For that, I forgive Moffat his occasional errors which result from how much he falls in love with his concepts: suddenly changing how the Weeping Angels work, and his total failure to keep his own continuity intact in Season 33, which apparently over the space of six episodes, including “The Doctor, the Widow, and the Wardrobe,” occurs over a span of one year, or at least four. This is the inherent peril of writing about time travel, but while I nitpick, I also am tempted to go all William Shatner and yell “It’s just a TV show!” Only tempted, because Doctor Who really is more than a TV show. It stretches extended storytelling to its limit and does so with more verve, humor, and genuine feeling than many programs.

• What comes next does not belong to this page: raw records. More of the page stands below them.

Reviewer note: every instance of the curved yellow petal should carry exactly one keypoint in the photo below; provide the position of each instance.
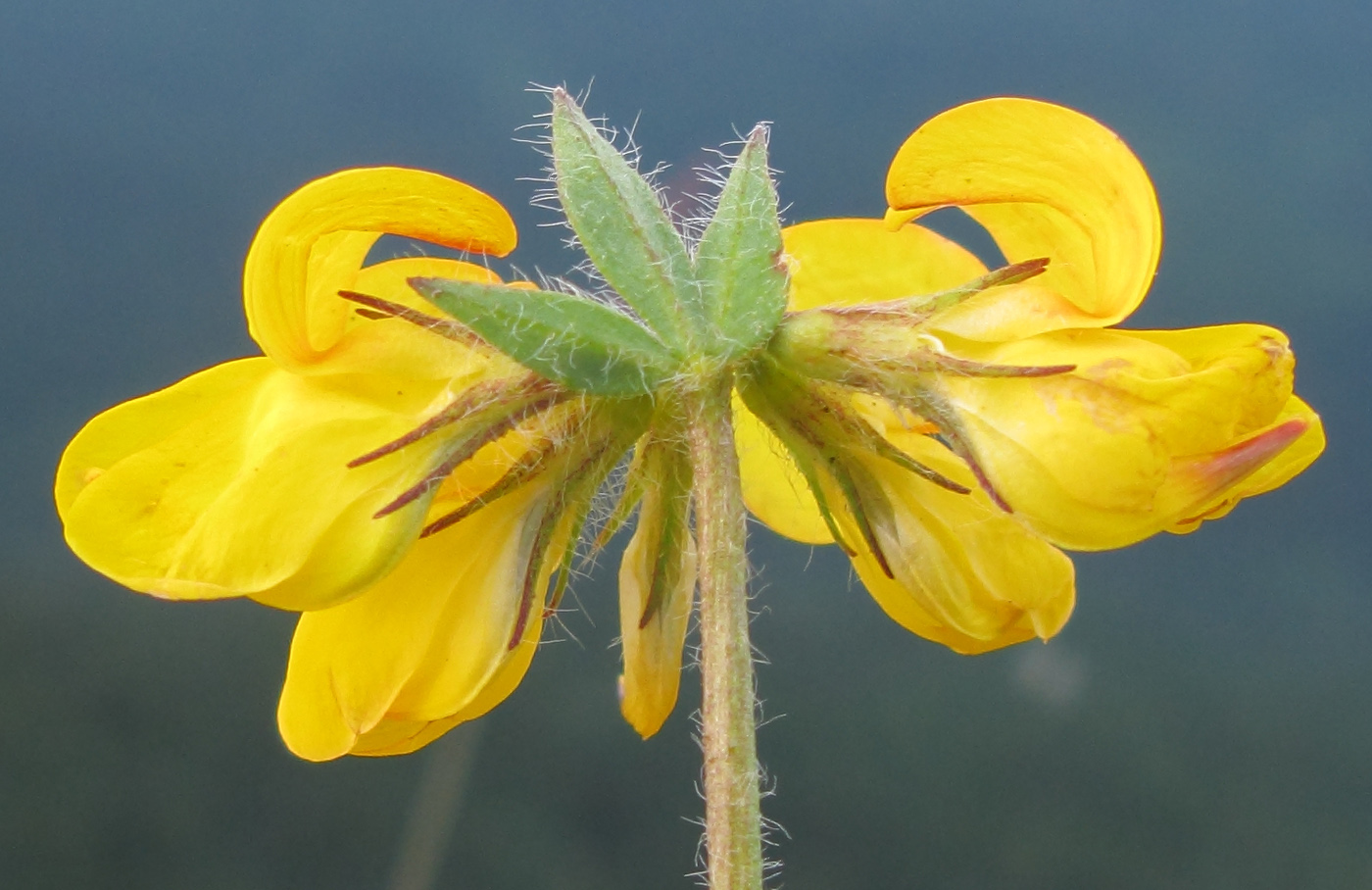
(840, 262)
(394, 347)
(1142, 435)
(966, 574)
(654, 652)
(316, 240)
(774, 488)
(1209, 485)
(422, 648)
(235, 481)
(1045, 181)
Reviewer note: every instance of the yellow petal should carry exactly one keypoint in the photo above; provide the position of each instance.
(1045, 181)
(235, 481)
(774, 490)
(425, 645)
(315, 241)
(1207, 487)
(966, 574)
(394, 347)
(1104, 456)
(840, 262)
(654, 652)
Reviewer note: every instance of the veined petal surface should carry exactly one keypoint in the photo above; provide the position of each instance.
(316, 240)
(843, 262)
(424, 648)
(1045, 181)
(1106, 456)
(654, 652)
(966, 574)
(774, 488)
(235, 481)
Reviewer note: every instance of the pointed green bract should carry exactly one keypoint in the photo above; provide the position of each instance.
(623, 227)
(573, 340)
(738, 262)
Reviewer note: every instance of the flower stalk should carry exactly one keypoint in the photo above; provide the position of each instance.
(729, 738)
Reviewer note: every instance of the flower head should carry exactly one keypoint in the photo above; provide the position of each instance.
(414, 460)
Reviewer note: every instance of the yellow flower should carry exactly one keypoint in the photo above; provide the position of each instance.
(1060, 429)
(414, 491)
(271, 477)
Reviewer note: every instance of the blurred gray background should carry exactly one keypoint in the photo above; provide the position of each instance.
(1204, 718)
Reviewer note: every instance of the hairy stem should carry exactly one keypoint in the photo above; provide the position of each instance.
(733, 817)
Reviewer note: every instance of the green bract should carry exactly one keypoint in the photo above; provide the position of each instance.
(692, 312)
(569, 339)
(740, 262)
(623, 227)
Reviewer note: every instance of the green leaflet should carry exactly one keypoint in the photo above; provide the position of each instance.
(623, 227)
(572, 340)
(740, 257)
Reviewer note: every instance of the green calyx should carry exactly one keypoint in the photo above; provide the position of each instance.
(688, 310)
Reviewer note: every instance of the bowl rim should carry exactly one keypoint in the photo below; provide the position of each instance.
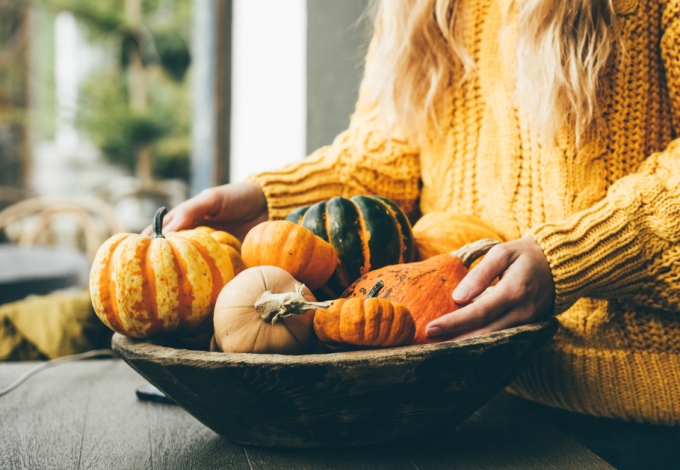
(151, 348)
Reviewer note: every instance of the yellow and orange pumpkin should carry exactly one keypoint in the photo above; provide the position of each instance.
(229, 243)
(147, 287)
(288, 246)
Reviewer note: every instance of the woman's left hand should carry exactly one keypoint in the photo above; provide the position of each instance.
(525, 292)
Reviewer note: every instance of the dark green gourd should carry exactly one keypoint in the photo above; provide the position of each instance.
(368, 232)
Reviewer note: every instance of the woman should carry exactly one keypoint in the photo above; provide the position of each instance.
(554, 121)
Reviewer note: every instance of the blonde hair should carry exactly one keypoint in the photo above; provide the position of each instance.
(562, 48)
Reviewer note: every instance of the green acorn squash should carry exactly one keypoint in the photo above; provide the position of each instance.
(368, 233)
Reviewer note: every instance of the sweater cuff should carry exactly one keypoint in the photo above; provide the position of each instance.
(594, 253)
(298, 184)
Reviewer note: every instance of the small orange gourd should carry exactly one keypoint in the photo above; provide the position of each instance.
(369, 322)
(283, 244)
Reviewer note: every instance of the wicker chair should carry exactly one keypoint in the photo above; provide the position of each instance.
(43, 211)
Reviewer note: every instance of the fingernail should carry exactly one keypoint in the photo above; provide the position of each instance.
(460, 293)
(434, 331)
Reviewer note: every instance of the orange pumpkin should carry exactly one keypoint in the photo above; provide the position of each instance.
(439, 233)
(425, 287)
(369, 322)
(291, 247)
(229, 243)
(146, 287)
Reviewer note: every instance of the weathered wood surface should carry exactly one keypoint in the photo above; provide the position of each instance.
(341, 399)
(86, 416)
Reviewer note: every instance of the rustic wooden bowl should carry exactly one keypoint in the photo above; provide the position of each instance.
(340, 399)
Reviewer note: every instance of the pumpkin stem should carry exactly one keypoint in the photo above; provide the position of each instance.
(471, 252)
(375, 289)
(157, 229)
(272, 307)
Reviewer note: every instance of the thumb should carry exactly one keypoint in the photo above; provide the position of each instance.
(481, 276)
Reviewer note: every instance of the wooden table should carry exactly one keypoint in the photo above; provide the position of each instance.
(86, 415)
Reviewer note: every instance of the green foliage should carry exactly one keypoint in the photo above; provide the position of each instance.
(119, 132)
(105, 112)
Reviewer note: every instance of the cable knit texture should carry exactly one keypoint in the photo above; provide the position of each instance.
(607, 213)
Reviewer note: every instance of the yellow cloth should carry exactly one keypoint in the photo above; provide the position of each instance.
(607, 214)
(49, 326)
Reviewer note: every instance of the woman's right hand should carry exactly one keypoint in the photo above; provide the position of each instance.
(233, 208)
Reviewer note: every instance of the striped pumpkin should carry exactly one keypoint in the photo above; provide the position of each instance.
(368, 233)
(146, 287)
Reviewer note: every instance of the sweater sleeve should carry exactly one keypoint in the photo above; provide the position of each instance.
(362, 160)
(627, 246)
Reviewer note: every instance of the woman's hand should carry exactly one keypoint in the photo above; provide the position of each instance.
(525, 292)
(234, 208)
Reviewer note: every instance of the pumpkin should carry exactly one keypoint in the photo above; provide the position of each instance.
(425, 287)
(369, 322)
(439, 233)
(368, 233)
(147, 287)
(229, 243)
(265, 310)
(295, 249)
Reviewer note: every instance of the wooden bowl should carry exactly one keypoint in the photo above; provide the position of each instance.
(339, 399)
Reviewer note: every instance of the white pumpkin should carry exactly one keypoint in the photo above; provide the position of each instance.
(265, 310)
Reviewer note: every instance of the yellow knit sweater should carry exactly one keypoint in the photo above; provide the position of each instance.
(607, 214)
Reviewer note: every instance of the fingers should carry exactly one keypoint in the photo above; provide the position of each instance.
(481, 276)
(477, 314)
(190, 213)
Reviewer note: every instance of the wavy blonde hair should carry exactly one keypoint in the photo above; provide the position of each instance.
(562, 48)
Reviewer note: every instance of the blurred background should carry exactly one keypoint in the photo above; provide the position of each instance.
(110, 109)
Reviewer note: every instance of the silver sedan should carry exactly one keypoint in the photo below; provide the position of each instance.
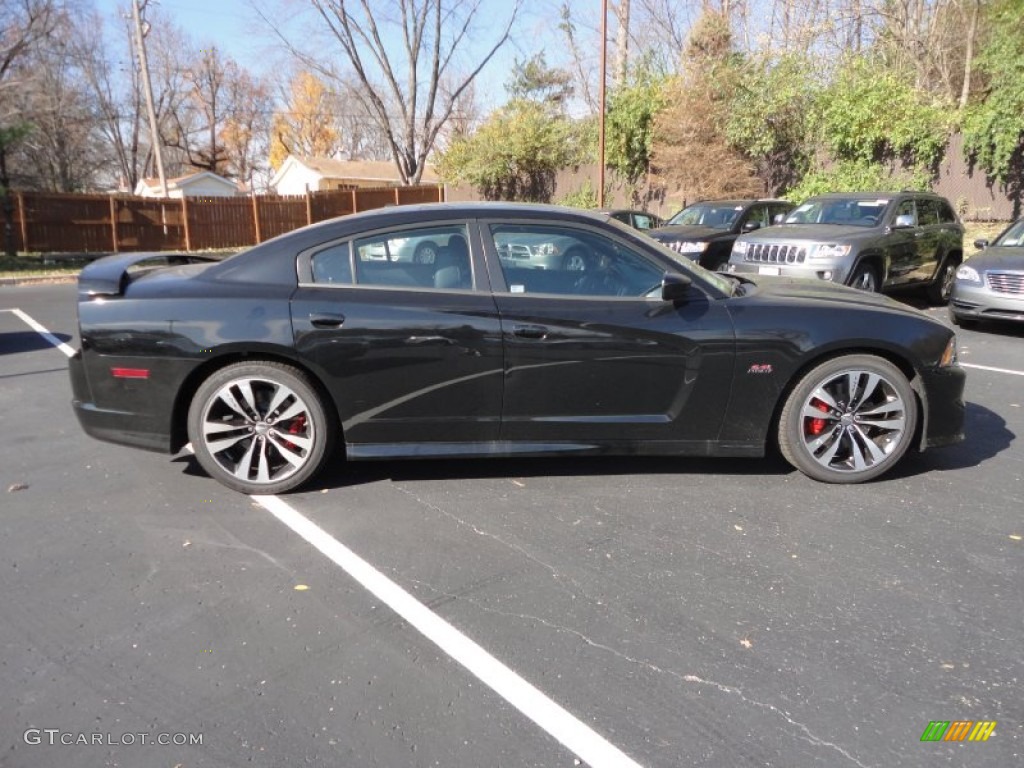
(990, 284)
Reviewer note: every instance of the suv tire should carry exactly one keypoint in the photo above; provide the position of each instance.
(864, 278)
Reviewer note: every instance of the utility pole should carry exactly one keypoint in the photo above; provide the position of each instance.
(601, 99)
(147, 85)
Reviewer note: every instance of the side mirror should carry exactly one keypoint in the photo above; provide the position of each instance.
(675, 287)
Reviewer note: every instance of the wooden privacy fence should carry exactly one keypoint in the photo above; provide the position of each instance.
(103, 223)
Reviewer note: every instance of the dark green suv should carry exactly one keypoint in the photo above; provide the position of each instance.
(870, 241)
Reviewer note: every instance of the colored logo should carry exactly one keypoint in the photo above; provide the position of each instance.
(958, 730)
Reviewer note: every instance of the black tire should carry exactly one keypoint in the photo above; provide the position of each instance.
(942, 286)
(835, 436)
(260, 427)
(864, 278)
(965, 323)
(426, 253)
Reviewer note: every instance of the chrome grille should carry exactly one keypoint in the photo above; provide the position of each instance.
(775, 253)
(1007, 282)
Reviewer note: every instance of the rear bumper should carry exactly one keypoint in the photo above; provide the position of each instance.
(944, 408)
(122, 427)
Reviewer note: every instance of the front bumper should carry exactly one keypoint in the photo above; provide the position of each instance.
(834, 272)
(971, 301)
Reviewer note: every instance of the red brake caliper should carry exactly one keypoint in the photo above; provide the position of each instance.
(814, 427)
(296, 426)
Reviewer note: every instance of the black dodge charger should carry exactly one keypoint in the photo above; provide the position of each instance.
(316, 344)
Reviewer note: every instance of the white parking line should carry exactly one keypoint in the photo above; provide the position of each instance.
(996, 370)
(580, 738)
(39, 329)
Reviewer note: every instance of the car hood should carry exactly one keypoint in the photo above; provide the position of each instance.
(998, 257)
(809, 232)
(682, 231)
(802, 289)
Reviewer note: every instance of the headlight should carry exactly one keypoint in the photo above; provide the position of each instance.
(829, 251)
(948, 354)
(968, 273)
(686, 247)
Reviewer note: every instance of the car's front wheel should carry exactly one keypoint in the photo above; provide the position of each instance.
(848, 420)
(865, 279)
(259, 427)
(942, 286)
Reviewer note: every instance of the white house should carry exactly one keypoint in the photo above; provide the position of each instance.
(200, 184)
(296, 175)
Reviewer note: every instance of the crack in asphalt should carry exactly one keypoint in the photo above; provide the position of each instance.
(560, 578)
(806, 733)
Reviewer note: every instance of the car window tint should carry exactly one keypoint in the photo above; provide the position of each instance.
(759, 215)
(928, 212)
(905, 208)
(570, 262)
(424, 257)
(333, 264)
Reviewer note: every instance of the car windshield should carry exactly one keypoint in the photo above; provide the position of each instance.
(1012, 237)
(713, 215)
(847, 212)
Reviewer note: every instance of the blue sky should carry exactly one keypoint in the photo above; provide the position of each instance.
(237, 30)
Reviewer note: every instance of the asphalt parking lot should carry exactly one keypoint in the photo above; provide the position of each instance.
(529, 612)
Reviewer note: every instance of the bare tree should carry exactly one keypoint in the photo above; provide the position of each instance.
(24, 24)
(223, 111)
(399, 84)
(583, 66)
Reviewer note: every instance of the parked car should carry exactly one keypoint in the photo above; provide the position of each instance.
(870, 241)
(420, 248)
(990, 284)
(267, 360)
(637, 219)
(706, 231)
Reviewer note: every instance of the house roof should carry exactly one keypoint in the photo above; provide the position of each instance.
(366, 170)
(181, 182)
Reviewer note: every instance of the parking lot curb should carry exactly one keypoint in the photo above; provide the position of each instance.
(44, 280)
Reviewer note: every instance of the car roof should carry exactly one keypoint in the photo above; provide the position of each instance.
(873, 195)
(740, 202)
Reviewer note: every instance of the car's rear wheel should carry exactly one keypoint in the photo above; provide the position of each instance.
(940, 288)
(848, 420)
(864, 278)
(259, 427)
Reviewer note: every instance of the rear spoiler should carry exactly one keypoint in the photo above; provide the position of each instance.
(109, 275)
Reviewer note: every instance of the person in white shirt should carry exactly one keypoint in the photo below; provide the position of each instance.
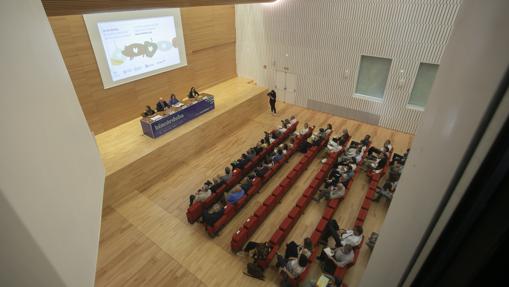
(293, 267)
(330, 191)
(352, 237)
(343, 256)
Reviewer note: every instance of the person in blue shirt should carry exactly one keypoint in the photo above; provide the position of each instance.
(173, 100)
(235, 195)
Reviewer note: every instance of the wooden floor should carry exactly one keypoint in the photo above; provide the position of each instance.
(146, 240)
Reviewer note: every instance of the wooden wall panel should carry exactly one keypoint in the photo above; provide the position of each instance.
(76, 7)
(209, 33)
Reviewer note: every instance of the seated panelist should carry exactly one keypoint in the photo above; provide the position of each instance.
(148, 112)
(161, 105)
(193, 93)
(173, 100)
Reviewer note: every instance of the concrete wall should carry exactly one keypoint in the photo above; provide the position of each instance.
(51, 176)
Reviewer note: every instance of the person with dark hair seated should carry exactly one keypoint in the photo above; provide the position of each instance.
(337, 257)
(193, 93)
(278, 156)
(148, 112)
(235, 194)
(173, 100)
(261, 170)
(161, 105)
(292, 267)
(344, 137)
(213, 214)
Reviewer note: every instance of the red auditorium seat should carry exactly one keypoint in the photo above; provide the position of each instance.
(277, 237)
(239, 237)
(321, 225)
(261, 212)
(309, 192)
(333, 203)
(302, 202)
(315, 237)
(366, 204)
(286, 225)
(270, 201)
(371, 194)
(295, 212)
(251, 222)
(362, 215)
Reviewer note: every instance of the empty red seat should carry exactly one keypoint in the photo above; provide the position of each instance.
(270, 201)
(333, 203)
(261, 212)
(238, 240)
(286, 225)
(321, 225)
(302, 202)
(362, 215)
(295, 212)
(277, 237)
(366, 204)
(328, 213)
(251, 222)
(309, 192)
(315, 237)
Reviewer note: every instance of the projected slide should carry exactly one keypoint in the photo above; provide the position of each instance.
(136, 44)
(135, 47)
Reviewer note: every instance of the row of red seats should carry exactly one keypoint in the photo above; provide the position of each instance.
(363, 213)
(253, 222)
(293, 216)
(231, 210)
(195, 211)
(326, 217)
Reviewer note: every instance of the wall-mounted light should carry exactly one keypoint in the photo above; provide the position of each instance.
(402, 80)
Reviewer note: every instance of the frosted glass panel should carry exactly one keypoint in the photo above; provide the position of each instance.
(373, 74)
(422, 85)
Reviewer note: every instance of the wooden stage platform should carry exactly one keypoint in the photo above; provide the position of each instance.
(133, 161)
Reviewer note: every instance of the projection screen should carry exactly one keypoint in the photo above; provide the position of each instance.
(132, 45)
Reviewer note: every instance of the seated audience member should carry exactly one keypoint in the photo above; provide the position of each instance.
(257, 251)
(235, 195)
(213, 214)
(292, 267)
(193, 93)
(304, 130)
(173, 100)
(344, 137)
(201, 195)
(328, 129)
(366, 140)
(161, 105)
(261, 170)
(351, 237)
(294, 250)
(268, 163)
(329, 191)
(148, 112)
(227, 174)
(278, 156)
(340, 257)
(401, 159)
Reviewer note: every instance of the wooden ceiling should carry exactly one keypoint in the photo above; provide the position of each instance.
(75, 7)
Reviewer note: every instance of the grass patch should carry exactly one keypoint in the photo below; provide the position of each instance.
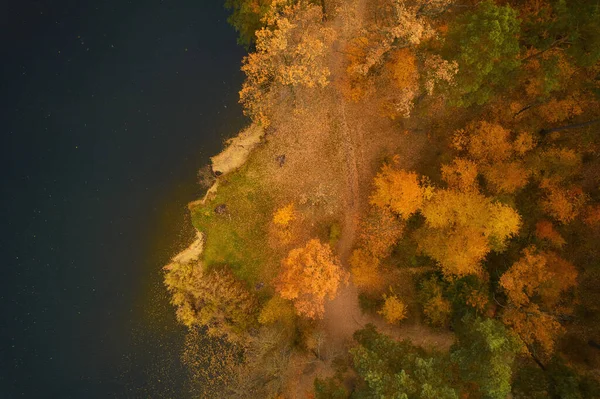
(237, 236)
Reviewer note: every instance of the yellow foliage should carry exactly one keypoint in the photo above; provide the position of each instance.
(506, 177)
(462, 227)
(438, 310)
(544, 230)
(393, 310)
(533, 326)
(403, 65)
(458, 251)
(524, 277)
(365, 270)
(523, 143)
(485, 142)
(380, 231)
(275, 310)
(541, 277)
(477, 300)
(284, 216)
(592, 215)
(398, 190)
(461, 174)
(290, 51)
(308, 275)
(563, 204)
(560, 110)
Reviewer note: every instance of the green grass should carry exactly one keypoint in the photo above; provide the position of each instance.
(237, 239)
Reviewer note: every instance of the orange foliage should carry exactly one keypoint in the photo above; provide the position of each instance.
(560, 110)
(462, 227)
(308, 275)
(437, 310)
(533, 326)
(506, 177)
(543, 277)
(365, 270)
(592, 215)
(563, 204)
(403, 66)
(379, 232)
(393, 310)
(524, 143)
(484, 142)
(398, 190)
(544, 230)
(459, 251)
(478, 300)
(524, 277)
(290, 51)
(439, 70)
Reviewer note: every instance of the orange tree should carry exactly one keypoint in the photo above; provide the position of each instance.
(308, 275)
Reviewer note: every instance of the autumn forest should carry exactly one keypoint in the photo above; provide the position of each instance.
(413, 211)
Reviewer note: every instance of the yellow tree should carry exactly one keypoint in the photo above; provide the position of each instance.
(393, 310)
(290, 52)
(461, 174)
(544, 230)
(365, 270)
(485, 143)
(534, 287)
(308, 276)
(379, 232)
(400, 191)
(400, 84)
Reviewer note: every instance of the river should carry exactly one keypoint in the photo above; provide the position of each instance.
(108, 109)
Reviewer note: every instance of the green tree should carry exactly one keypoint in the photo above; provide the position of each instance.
(487, 47)
(215, 300)
(392, 369)
(246, 18)
(485, 354)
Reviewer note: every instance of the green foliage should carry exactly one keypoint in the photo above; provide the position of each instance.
(485, 354)
(236, 238)
(215, 300)
(486, 45)
(392, 369)
(436, 308)
(573, 25)
(329, 388)
(557, 381)
(246, 18)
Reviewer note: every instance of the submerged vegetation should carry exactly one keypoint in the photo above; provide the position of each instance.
(418, 217)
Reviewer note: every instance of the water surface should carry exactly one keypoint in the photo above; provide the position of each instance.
(108, 108)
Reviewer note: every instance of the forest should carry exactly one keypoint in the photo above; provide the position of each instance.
(413, 211)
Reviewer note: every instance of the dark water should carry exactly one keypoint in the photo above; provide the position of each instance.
(108, 108)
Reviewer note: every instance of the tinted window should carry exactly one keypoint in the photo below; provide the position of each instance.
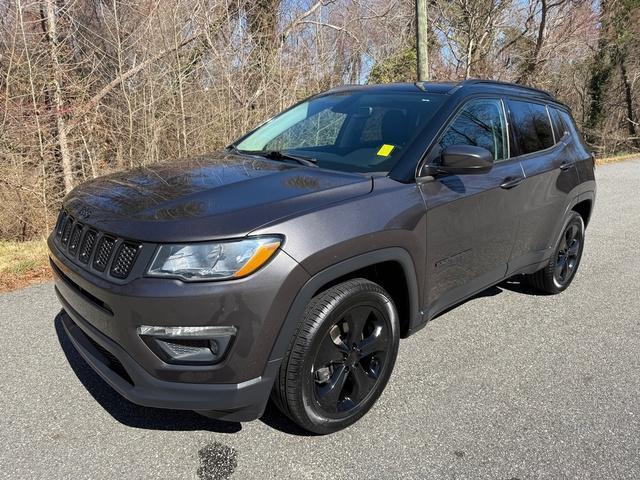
(568, 124)
(479, 123)
(531, 121)
(558, 129)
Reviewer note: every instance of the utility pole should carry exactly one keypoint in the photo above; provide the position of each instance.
(422, 43)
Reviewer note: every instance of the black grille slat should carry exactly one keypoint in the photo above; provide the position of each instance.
(103, 253)
(66, 232)
(124, 260)
(86, 248)
(96, 251)
(74, 239)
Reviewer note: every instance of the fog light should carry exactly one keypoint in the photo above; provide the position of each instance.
(188, 345)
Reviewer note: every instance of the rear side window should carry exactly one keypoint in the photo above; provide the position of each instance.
(480, 123)
(558, 129)
(531, 122)
(568, 124)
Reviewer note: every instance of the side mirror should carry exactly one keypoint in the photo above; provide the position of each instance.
(463, 159)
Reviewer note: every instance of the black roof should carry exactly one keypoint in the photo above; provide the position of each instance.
(452, 87)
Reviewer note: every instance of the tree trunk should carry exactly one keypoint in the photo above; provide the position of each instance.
(532, 63)
(631, 125)
(422, 40)
(56, 79)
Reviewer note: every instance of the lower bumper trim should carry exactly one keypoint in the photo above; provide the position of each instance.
(233, 402)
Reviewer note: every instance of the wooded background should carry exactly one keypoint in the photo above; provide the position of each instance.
(88, 87)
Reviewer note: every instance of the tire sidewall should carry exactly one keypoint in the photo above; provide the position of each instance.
(574, 217)
(319, 422)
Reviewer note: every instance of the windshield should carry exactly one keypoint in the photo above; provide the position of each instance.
(349, 131)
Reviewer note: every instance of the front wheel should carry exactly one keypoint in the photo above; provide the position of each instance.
(341, 357)
(559, 272)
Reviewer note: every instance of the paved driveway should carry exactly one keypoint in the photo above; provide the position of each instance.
(508, 385)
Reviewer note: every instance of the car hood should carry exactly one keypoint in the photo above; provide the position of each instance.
(215, 196)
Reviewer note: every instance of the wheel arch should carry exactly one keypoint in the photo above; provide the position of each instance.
(375, 266)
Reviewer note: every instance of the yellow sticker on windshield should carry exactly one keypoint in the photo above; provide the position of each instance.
(385, 150)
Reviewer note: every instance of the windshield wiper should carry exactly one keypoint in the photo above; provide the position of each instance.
(280, 155)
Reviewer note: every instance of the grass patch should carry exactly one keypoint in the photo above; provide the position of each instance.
(23, 263)
(617, 158)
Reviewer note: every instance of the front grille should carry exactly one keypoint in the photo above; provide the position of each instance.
(66, 231)
(87, 246)
(62, 218)
(103, 253)
(125, 258)
(91, 248)
(74, 241)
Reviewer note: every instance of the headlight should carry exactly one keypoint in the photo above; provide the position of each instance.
(215, 260)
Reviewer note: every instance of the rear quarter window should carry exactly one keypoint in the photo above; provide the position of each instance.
(532, 126)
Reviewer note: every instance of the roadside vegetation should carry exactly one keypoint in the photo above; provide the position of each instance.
(23, 263)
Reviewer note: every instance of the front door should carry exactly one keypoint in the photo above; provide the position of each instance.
(472, 219)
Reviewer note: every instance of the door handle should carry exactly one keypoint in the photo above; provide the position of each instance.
(511, 182)
(564, 166)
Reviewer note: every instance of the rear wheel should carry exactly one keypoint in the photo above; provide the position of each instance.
(559, 272)
(340, 358)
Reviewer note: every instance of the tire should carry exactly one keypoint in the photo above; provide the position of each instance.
(340, 358)
(557, 275)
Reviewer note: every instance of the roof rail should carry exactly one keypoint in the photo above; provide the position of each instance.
(475, 81)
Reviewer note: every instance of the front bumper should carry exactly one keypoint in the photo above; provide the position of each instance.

But even as they push the show into new and bold directions, Davies and Moffat never forget to have fun, and always have room for throwback episodes which don’t need weighty themes and way too baffling science but recall the classic years of Doctor Who, when it was all about the Doctor and a young and gorgeous woman taking on the forces of evil. Moffat wrote one of the most brilliant examples as his show debut, “The Empty Child”/”The Doctor Dances,” and Davies could always drop his weighty ideas to give us “Aliens of London,” “Partners in Crime,” and of course, “Planet of the Dead.” And in so many brilliant episodes, with no signs of slowing down, the Doctor’s heaviest travails come at the hands of the Daleks.
I love the Daleks.
This statement brings the essay to a halt, but I don’t care. I love the Daleks. I love their design, their personality or lack thereof, and their being at the heart of so many great adventures. When I was a new fan, I would always defend the Daleks as the ultimate villains while my mother called them giant trash cans. She should have saved her scorn for other episodes, such as “Horror of Fang Rock,” in which the titular menace was, apparently, a giant plastic bag pulled by strings…and she should have watched “Genesis of the Daleks,” which is universally considered one of the greatest Doctor Who stories, period, with deep themes, terror, and the Doctor at his most philosophical. But admittedly, the Daleks became less scary as they were more familiarized. Davies wanted to bring the Daleks back, got permission from the Terry Nation estate, and every season except the 32nd (which makes sense) has a Daleks story. Robert Shearman’s “Dalek” in Season 27, pitting the 9th Doctor and Rose against a single brutal creation, was a needed reminder of how frightening the Daleks should be, Helen Raynor explored their surprisingly complex psychology in “Daleks in Manhattan/Evolution of the Daleks,” Davies turned them into the most apocalyptic of forces in “The Stolen Earth/Journey’s End,” AND wrote the greatest Doctor-Davros confrontation ever to boot, and once Moffat got his hands on them, he took them to their heights of brutal fear in “Asylum of the Daleks,” with the terrifying spectacle of humans physically AND mentally preyed upon by them…not to mention the Daleks aptly comparing the Doctor, who continually triumphs over his foes and causes much destruction, even if unintentionally, as a man much like themselves.
The Master in theory should be the Doctor’s greatest adversary, but the Daleks have time travel, unlimited resources, and temperamentally are the Doctor’s polar opposites: isolated, unfeeling, with nothing on their minds but hatred and death. And they have the Doctor’s number even more than the Master. They fear him as much as they hate him, hence “the Oncoming Storm,” for they know he could be as destructive as them, and in some ways is, as Davros points out in “Journey’s End,” and though he discriminates in his hatred, he is capable of hating as much as them—he may hate only those who bring death and pain, but it is still hate. And when they say this to the childlike Matt Smith’s 11th Doctor, it carries extra weight.